Yaqut mengaku tidak setuju seseorang bisa dengan mudah dituding radikal. Menurutnya, semua pihak harus cermat membedakan antara kritis dengan radikal.
Ketua nonaktif GP Ansor itu menilai bahwa kritis berbeda dengan radikal, apalagi merujuk pada pernyataan Presiden Joko Widodo (Jokowi) beberapa waktu lalu.
"Berpolitik memang bisa jadi pelanggaran seorang ASN. Namun soal lontaran kritik sah-sah saja sebagaimana yang disampaikan oleh Presiden Jokowi bahwa kritik itu tidak dilarang," ujarnya.

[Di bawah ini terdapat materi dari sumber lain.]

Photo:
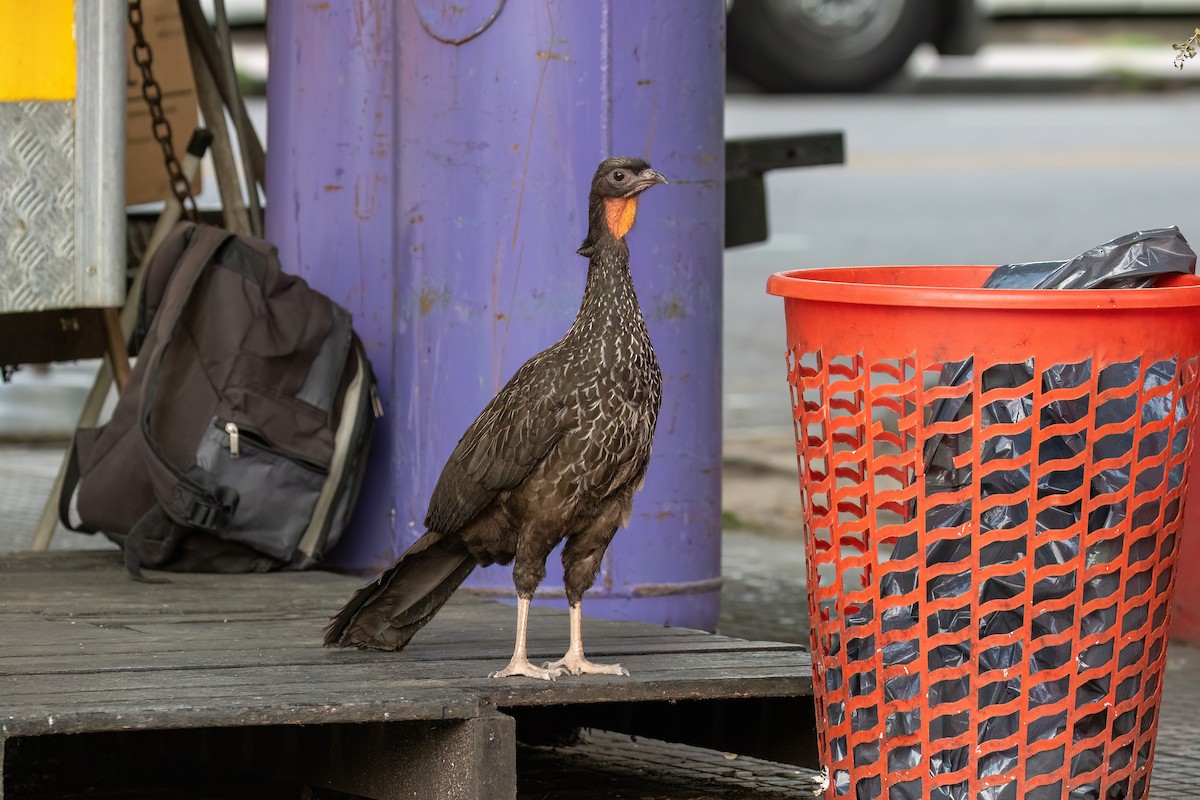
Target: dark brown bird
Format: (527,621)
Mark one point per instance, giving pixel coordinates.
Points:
(556,455)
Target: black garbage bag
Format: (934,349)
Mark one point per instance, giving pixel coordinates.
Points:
(1133,260)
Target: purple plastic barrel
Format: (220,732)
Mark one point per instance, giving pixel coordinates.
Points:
(429,169)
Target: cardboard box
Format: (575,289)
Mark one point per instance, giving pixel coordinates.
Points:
(145,172)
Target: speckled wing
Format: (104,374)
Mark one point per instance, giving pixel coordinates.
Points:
(513,434)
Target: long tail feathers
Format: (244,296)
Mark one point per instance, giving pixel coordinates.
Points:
(388,612)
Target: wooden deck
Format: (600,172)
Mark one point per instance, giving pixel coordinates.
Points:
(227,673)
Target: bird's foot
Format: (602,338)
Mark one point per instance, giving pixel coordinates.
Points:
(522,667)
(576,665)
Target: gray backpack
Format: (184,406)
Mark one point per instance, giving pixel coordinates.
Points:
(240,441)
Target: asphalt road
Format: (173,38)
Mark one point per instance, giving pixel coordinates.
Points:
(946,179)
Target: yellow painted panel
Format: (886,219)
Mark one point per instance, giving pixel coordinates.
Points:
(37,52)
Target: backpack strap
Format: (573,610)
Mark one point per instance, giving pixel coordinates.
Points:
(183,499)
(70,481)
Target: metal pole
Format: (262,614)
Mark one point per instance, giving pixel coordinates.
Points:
(430,169)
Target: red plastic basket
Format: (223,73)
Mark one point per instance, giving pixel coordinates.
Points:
(975,660)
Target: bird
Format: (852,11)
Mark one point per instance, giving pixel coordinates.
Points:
(556,455)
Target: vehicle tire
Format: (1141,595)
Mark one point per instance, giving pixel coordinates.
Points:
(825,44)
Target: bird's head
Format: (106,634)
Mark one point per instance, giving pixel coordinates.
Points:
(612,204)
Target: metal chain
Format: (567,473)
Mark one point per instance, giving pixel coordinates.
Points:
(161,126)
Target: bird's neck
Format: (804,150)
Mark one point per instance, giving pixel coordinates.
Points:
(609,296)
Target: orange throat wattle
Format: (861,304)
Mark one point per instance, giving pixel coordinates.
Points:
(619,212)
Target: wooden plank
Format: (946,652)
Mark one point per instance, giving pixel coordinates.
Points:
(84,649)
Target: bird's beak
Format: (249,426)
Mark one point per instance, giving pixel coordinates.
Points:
(646,179)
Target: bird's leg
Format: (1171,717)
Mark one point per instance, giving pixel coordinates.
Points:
(520,663)
(574,662)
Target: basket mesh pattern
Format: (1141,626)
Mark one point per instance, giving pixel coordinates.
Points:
(990,549)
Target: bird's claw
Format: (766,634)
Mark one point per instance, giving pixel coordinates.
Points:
(522,667)
(576,665)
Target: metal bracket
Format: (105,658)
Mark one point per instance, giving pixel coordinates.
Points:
(748,160)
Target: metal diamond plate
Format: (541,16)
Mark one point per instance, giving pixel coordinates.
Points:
(36,206)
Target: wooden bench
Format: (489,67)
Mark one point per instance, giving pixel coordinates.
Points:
(223,679)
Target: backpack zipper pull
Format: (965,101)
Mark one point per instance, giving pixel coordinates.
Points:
(234,439)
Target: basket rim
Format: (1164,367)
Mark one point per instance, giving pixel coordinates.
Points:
(838,284)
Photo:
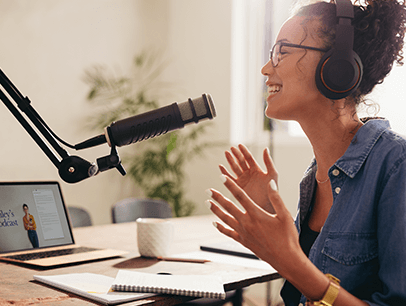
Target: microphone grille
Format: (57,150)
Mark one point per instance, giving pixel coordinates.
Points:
(203,106)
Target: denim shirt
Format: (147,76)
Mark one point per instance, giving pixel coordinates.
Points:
(363,241)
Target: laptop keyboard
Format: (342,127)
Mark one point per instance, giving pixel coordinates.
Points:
(46,254)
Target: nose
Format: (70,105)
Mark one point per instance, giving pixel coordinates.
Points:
(267,68)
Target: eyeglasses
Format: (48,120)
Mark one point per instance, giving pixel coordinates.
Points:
(276,51)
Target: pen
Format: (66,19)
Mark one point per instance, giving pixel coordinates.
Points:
(183,259)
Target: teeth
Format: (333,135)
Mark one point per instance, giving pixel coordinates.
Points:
(274,89)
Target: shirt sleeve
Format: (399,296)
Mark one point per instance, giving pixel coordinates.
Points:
(34,225)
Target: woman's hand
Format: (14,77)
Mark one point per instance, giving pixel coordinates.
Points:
(272,237)
(249,175)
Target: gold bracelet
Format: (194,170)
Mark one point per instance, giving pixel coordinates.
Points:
(330,295)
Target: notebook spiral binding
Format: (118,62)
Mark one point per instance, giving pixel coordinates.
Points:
(172,291)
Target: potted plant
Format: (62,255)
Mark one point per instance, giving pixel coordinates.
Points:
(157,166)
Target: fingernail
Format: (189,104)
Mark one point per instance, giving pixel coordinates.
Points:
(268,151)
(223,178)
(273,185)
(209,192)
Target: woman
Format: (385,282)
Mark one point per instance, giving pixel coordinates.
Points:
(352,207)
(30,226)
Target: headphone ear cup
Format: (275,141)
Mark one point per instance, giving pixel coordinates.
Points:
(338,74)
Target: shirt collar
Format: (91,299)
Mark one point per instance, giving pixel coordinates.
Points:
(361,145)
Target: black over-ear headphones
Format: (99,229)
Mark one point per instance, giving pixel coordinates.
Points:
(339,71)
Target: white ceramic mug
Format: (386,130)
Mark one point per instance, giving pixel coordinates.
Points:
(154,237)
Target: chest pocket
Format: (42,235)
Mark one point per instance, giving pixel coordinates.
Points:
(351,248)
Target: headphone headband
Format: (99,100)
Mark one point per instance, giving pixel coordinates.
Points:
(339,71)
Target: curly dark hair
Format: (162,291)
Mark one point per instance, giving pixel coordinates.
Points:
(379,30)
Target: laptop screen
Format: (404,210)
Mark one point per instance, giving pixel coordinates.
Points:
(32,215)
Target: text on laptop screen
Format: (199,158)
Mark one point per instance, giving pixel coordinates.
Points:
(32,215)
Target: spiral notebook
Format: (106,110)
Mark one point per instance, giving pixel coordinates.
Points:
(92,286)
(207,286)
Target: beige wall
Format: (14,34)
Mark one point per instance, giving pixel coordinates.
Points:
(47,45)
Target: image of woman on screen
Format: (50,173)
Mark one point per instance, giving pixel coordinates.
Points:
(30,226)
(347,243)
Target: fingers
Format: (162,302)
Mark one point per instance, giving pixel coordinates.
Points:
(228,205)
(239,194)
(224,171)
(226,231)
(276,200)
(226,218)
(248,156)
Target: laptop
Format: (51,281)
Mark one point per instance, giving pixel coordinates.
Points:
(35,228)
(230,247)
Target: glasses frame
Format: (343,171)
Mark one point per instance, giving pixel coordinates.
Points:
(283,44)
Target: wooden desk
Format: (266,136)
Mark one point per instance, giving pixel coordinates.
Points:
(19,288)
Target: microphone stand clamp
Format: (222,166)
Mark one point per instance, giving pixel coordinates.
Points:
(111,161)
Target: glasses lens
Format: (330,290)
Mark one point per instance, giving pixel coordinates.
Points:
(275,55)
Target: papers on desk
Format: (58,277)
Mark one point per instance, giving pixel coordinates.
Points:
(92,286)
(131,285)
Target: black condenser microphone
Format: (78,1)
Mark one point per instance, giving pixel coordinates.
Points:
(154,123)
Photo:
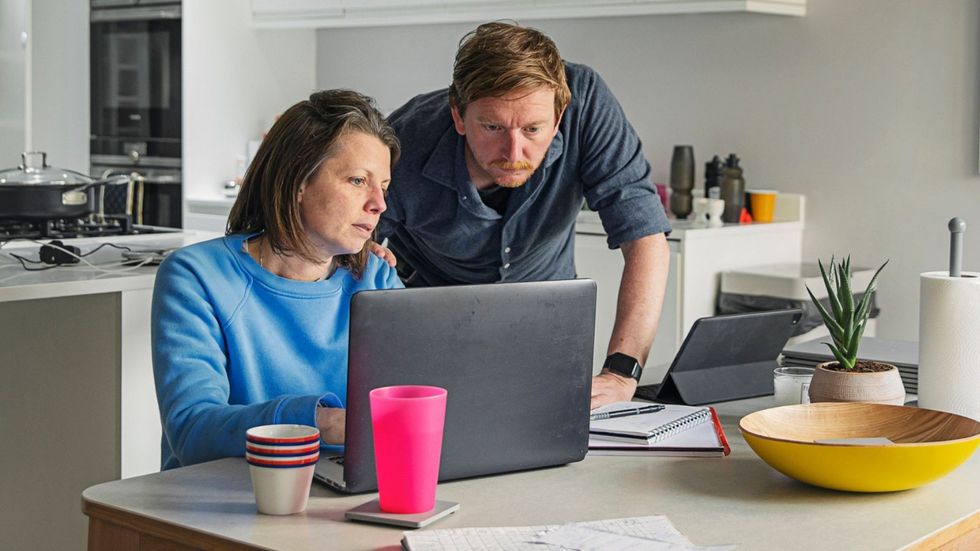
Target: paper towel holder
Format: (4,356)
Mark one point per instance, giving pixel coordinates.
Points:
(957,227)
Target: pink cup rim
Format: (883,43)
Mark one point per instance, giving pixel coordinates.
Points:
(293,462)
(296,434)
(412,392)
(281,450)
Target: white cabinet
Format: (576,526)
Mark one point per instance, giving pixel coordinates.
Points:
(698,256)
(364,13)
(207,214)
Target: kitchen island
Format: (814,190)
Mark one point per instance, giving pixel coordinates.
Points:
(731,500)
(77,398)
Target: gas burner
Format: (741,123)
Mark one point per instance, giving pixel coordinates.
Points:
(67,228)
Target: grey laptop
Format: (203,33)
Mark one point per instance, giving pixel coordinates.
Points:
(516,359)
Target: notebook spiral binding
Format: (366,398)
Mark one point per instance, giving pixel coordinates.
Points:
(679,425)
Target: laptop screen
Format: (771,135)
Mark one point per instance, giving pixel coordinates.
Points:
(516,359)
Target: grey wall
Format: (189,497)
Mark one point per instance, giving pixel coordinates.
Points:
(869,108)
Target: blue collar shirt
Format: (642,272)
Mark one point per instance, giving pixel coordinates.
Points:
(443,234)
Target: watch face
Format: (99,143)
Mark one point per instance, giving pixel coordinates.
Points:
(624,365)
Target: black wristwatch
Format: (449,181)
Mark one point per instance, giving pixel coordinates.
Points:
(621,364)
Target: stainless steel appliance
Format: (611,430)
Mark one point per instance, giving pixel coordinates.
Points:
(136,106)
(40,201)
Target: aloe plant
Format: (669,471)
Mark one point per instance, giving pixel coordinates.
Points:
(846,321)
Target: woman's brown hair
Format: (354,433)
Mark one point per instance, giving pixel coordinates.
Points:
(290,155)
(498,58)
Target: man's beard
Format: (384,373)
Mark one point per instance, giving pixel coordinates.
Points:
(516,165)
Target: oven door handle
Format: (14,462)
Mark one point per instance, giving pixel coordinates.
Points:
(135,14)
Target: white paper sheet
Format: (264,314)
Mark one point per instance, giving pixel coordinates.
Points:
(639,534)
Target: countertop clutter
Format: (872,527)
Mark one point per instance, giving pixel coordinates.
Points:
(77,379)
(106,270)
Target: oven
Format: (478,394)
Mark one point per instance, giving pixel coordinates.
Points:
(136,106)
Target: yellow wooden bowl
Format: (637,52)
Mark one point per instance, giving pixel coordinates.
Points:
(927,444)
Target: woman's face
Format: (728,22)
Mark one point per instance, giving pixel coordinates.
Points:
(341,204)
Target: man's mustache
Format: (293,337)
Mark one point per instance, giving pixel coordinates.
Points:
(512,165)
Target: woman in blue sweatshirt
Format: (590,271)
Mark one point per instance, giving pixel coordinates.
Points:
(251,329)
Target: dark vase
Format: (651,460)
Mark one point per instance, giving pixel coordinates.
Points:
(733,190)
(681,180)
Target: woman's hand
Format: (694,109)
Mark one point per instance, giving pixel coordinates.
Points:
(331,422)
(384,253)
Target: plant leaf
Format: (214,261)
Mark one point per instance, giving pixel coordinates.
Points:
(836,331)
(841,358)
(847,305)
(831,295)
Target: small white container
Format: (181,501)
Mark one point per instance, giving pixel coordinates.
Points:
(792,385)
(281,491)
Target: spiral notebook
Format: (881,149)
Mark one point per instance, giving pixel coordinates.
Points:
(676,430)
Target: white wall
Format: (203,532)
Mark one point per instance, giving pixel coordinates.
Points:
(235,81)
(869,108)
(13,85)
(44,84)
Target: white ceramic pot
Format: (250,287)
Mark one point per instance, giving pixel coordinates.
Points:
(882,387)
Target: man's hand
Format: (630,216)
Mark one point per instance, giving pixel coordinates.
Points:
(384,253)
(331,422)
(609,387)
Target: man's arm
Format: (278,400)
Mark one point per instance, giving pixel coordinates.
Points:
(641,297)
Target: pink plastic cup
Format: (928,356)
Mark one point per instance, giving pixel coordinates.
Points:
(407,423)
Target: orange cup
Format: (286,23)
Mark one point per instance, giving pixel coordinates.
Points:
(763,203)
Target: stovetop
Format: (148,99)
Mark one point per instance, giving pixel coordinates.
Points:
(68,228)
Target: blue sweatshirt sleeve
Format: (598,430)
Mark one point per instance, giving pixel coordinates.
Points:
(190,363)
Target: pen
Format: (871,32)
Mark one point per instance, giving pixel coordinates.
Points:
(625,412)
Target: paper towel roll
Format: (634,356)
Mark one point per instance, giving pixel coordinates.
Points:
(949,343)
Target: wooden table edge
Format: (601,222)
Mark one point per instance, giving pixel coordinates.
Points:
(131,527)
(960,534)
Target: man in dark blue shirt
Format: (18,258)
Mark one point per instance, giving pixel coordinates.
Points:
(494,171)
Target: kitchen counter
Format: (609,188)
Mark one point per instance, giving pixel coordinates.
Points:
(77,383)
(106,276)
(732,500)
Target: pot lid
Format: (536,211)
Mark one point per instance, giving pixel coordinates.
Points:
(34,170)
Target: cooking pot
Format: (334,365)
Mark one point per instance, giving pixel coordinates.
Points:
(35,190)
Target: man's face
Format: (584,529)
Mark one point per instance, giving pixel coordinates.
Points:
(507,137)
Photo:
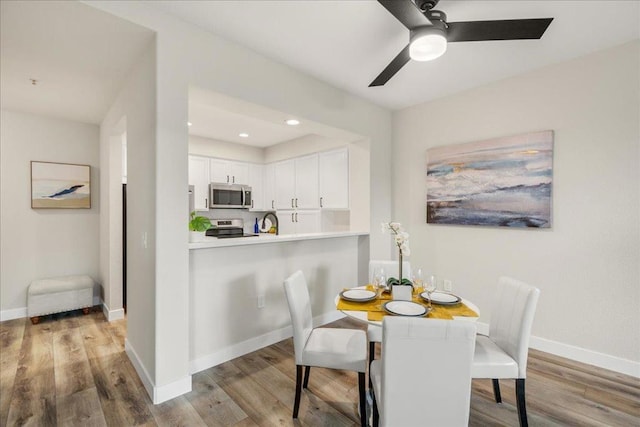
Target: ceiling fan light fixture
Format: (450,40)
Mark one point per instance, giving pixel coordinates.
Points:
(427,43)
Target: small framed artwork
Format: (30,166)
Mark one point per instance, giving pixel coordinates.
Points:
(60,186)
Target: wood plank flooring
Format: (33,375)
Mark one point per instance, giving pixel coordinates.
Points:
(71,369)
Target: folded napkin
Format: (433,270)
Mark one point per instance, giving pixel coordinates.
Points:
(375,312)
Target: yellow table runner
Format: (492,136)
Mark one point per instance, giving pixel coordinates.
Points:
(375,312)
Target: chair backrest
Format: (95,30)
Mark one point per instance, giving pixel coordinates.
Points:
(426,371)
(295,288)
(514,306)
(390,268)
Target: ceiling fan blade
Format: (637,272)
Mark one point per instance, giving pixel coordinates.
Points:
(406,12)
(395,65)
(509,29)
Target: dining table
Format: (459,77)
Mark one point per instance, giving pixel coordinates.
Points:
(372,310)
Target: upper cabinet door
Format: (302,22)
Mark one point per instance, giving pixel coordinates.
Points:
(239,172)
(220,171)
(256,181)
(199,178)
(334,179)
(307,182)
(269,187)
(285,184)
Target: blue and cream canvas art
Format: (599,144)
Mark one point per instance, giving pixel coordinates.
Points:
(502,182)
(60,185)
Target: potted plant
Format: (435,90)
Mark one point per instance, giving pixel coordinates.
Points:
(198,225)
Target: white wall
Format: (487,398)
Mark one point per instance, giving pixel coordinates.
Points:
(38,243)
(587,265)
(134,112)
(240,73)
(225,150)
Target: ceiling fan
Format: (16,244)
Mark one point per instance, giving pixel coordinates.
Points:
(430,32)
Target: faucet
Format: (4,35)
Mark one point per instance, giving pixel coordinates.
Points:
(273,214)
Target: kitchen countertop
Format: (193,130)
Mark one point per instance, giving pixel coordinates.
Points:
(214,242)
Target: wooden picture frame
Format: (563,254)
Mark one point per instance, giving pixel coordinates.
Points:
(60,185)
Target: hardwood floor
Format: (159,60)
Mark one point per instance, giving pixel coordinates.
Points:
(72,370)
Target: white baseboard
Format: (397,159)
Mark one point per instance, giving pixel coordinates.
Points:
(579,354)
(13,313)
(601,360)
(157,394)
(112,315)
(253,344)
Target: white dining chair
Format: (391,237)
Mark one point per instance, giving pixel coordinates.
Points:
(332,348)
(424,374)
(503,353)
(391,269)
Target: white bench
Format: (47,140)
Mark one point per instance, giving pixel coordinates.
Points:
(58,294)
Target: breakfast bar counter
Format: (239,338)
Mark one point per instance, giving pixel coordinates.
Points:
(262,238)
(236,295)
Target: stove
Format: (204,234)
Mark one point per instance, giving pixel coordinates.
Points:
(227,229)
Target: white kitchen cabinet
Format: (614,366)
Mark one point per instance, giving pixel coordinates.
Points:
(306,196)
(256,181)
(334,179)
(296,183)
(284,173)
(298,221)
(269,187)
(199,178)
(229,171)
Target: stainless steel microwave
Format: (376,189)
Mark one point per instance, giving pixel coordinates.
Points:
(229,196)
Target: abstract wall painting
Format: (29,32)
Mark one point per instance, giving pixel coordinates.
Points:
(502,182)
(60,185)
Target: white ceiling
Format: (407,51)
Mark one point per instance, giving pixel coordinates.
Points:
(80,55)
(348,43)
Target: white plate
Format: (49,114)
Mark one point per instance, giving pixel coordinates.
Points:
(267,225)
(405,308)
(441,298)
(358,295)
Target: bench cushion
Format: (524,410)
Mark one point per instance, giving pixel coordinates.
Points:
(60,284)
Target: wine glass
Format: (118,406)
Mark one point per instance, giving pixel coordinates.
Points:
(379,280)
(431,285)
(417,279)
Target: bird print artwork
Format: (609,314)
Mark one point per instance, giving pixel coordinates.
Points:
(60,185)
(66,191)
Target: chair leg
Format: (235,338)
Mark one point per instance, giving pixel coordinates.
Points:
(306,377)
(372,353)
(376,414)
(522,407)
(296,403)
(363,399)
(496,390)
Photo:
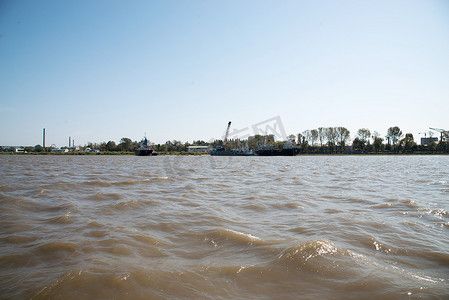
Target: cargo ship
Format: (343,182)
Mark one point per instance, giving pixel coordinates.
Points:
(145,149)
(270,150)
(222,151)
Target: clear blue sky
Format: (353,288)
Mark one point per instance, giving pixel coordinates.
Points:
(102,70)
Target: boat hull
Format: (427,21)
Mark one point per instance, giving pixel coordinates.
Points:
(146,152)
(278,152)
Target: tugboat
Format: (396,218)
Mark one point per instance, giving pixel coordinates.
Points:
(222,151)
(145,148)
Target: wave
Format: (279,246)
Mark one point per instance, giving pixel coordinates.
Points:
(52,248)
(221,236)
(64,219)
(105,196)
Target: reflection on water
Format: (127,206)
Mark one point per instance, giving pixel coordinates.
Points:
(341,227)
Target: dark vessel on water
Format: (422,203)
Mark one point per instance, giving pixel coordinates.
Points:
(222,151)
(145,148)
(269,150)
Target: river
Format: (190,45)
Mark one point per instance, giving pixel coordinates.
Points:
(201,227)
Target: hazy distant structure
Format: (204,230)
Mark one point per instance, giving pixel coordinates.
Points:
(426,141)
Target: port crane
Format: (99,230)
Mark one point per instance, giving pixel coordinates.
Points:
(444,134)
(225,139)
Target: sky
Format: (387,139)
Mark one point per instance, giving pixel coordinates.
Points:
(103,70)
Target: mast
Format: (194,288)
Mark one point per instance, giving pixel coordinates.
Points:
(227,133)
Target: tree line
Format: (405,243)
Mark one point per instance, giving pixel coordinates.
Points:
(322,140)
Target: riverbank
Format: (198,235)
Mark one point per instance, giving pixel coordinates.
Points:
(202,154)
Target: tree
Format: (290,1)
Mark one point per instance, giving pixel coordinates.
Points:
(126,144)
(408,143)
(292,138)
(38,148)
(307,135)
(394,134)
(377,144)
(111,146)
(364,135)
(343,136)
(331,135)
(358,144)
(313,136)
(321,135)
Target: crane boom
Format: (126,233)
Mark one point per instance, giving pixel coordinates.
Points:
(227,133)
(438,129)
(444,134)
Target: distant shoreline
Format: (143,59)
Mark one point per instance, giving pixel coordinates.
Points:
(207,154)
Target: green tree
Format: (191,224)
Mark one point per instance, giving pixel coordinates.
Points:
(111,146)
(125,144)
(343,136)
(394,134)
(377,144)
(364,135)
(321,135)
(408,143)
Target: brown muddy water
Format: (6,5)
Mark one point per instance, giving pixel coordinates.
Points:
(120,227)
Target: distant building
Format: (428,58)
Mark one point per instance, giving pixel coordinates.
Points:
(59,150)
(197,149)
(427,141)
(19,150)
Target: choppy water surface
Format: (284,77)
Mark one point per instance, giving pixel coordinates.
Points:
(104,227)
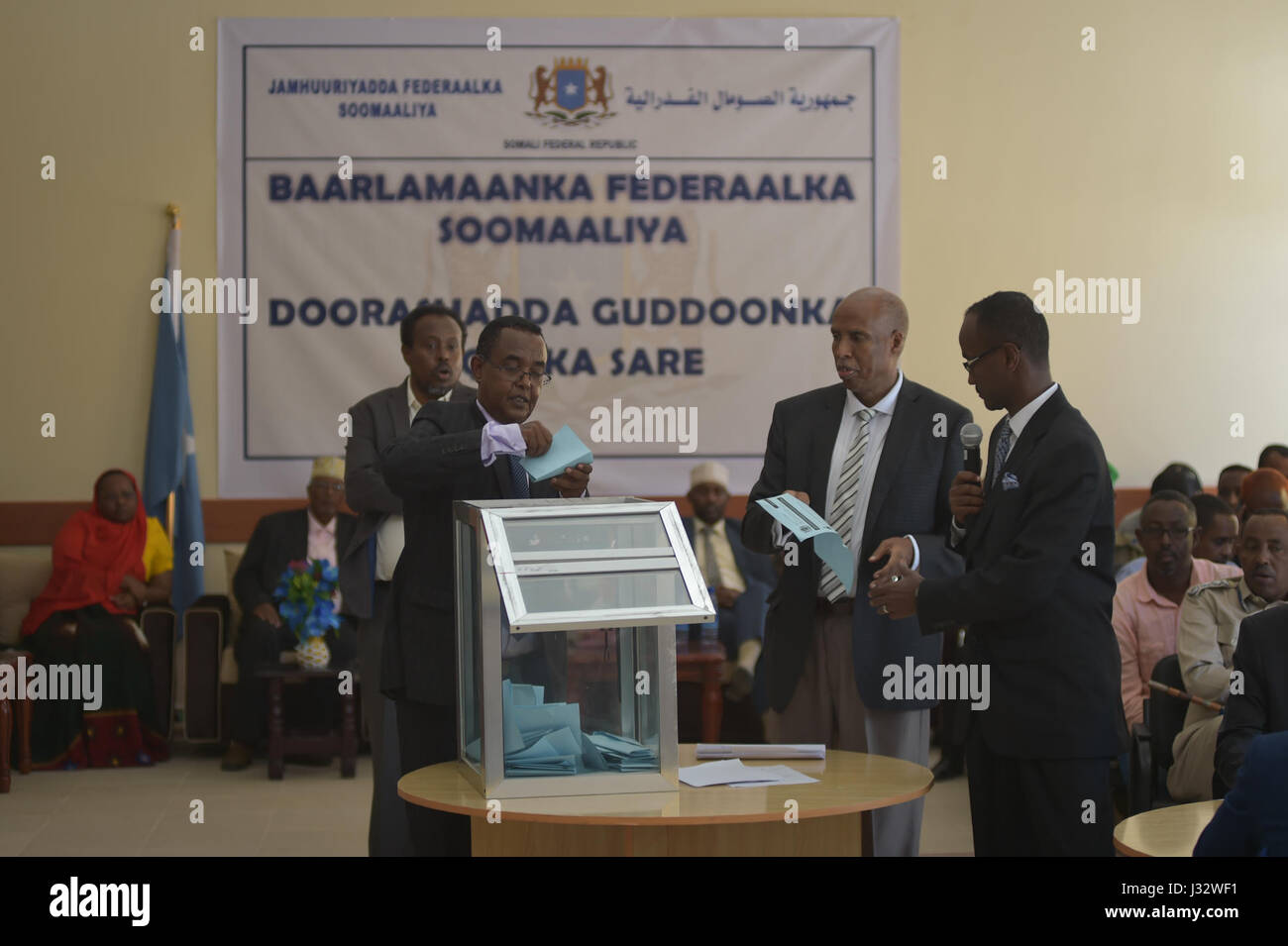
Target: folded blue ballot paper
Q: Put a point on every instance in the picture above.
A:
(804, 523)
(546, 739)
(566, 450)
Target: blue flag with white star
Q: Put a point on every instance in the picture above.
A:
(170, 464)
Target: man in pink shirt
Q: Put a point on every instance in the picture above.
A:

Lebih lanjut, Yaqut meminta agar kasus dugaan pelanggaran kode etik Din Syamsuddin dilihat secara proporsional. Menurutnya, kasus tersebut akan ditangani melalui mekanisme yang telah diatur pemerintah, baik oleh KASN maupun Inspektorat Jenderal Kemenag.
"Kita harus seobjektif mungkin dalam melihat persoalan, jangan sampai gegabah menilai seseorang radikal misalnya," katanya.
Sebagai informasi, Din Syamsuddin dilaporkan oleh Gerakan Antiradikalisme Institut Teknologi Bandung (GAR ITB) kepada Komisi Aparatur Sipil Negara (KASN).
Dalam laporannya, GAR ITB menuding Deklarator Koalisi Aksi Menyelamatkan Indonesia (KAMI) itu telah melanggar kode etik ASN dalam sejumlah pernyataannya.
Din saat ini memang masih tercatat sebagai ASN dengan jabatan dosen di Fakultas Ilmu Sosial dan Ilmu Politik (FISIP) Universitas Islam Negeri Syarif Hidayatullah Jakarta.
KASN sendiri telah melimpahkan laporan dugaan pelanggaran kode etik dan perilaku yang dilakukan oleh Din Syamsuddin ke Kemenag.
Selain ke Kemenag, laporan yang dilayangkan Gerakan Antiradikalisme Institut Teknologi Bandung (ITB) itu juga diteruskan ke Satuan Tugas Penanganan Radikalisme ASN.